Rep. Juan Mendez, D-Tempe is heading the effort.
"My concern is that you are consuming genetically modified organisms and are unaware of it, and it's almost a shame that you don't have more information about what you're putting in your body," Mendez said.
House Bill 2462 seeks to label foods that contain GMOs, or genetically modified organisms.
"This is taking the genes of either other food, animals, bacteria and injecting them into the food you eat," said Rep. Mendez.
The east Valley lawmaker knows this is sure to set off a major food fight, considering people have strong opinions when it comes to whether GMOs are safe for consumption.
However, he told 3TV Tuesday afternoon the goal of the bill is simply to provide consumers with information about what is in their food.

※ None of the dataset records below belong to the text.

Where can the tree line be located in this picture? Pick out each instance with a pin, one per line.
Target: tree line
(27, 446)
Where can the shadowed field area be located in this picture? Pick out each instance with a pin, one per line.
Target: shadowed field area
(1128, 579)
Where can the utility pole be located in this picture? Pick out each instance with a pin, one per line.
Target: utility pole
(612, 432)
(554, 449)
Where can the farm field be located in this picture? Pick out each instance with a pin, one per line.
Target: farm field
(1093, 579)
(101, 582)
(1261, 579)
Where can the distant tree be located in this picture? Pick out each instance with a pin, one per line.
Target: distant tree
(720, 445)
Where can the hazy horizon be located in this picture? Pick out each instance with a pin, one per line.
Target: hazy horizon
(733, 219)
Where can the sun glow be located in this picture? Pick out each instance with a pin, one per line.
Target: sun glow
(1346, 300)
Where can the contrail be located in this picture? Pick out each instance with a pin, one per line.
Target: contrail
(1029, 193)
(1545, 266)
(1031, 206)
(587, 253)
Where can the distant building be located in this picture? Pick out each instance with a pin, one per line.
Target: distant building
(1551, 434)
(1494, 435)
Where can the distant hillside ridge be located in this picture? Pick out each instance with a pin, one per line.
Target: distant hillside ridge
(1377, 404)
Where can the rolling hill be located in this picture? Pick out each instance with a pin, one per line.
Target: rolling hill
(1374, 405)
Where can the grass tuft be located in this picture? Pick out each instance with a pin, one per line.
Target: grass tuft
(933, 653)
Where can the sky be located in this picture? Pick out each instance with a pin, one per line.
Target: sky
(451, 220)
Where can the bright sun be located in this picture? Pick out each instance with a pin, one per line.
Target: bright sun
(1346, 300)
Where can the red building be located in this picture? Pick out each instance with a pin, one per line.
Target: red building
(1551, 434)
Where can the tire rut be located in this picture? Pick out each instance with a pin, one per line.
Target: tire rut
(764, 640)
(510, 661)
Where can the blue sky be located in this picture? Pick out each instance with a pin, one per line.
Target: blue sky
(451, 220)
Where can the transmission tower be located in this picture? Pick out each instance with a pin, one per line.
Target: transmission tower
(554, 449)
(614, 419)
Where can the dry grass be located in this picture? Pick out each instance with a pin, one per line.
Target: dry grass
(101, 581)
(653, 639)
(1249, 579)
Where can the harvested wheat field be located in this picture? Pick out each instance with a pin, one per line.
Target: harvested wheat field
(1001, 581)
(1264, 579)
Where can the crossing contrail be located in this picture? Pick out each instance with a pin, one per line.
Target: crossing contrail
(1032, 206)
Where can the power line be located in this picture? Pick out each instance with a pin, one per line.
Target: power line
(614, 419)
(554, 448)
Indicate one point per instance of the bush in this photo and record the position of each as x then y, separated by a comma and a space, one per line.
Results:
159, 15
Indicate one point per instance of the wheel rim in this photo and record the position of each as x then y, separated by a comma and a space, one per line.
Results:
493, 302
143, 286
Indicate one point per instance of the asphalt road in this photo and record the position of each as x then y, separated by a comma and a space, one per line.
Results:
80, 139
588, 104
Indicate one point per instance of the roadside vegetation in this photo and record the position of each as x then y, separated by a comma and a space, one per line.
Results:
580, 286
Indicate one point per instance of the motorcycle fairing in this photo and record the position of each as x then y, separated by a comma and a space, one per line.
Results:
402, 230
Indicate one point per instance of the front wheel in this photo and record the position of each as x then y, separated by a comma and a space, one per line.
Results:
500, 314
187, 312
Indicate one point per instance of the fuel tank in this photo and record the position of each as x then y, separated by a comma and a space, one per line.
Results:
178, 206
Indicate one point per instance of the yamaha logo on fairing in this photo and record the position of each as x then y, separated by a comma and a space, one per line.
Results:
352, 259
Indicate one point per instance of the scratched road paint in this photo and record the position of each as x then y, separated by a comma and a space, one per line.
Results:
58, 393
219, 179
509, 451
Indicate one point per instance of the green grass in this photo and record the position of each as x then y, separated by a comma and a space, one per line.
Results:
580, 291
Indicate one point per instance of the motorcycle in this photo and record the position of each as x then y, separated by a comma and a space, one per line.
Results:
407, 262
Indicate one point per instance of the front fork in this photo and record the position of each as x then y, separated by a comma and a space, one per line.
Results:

"I just want there to be a label so that you have a decision to make," he said.
To begin with, though, he is only seeking the labeling for certain agricultural products. But labeling GMO foods is not all the legislation would do.
"This is also consumer protection in that I want to stop the labeling of food that is labeled natural or all-natural if it has genetically modified ingredients," Mendez said.
3TV asked consumers what they thought about the proposed legislation. Their feelings varied.
"If you think about it, everybody needs to know what they're taking into their body," said Michael Laughlin.
"A lot of greater things in life to worry about than whether food came from a cow that had vitamins or not, or growth hormones," said Jeff Roberts.
One thing that did come up repeatedly was concern over what this legislation could mean for their grocery bill.
"I guess more information is always good. But sometimes it comes at a cost, if it costs more to get the food when you have to spend too much money making the label," Wayne Troutman said.
Rep. Mendez does not believe there will be an increased cost to manufacturers in order to add the information to the label.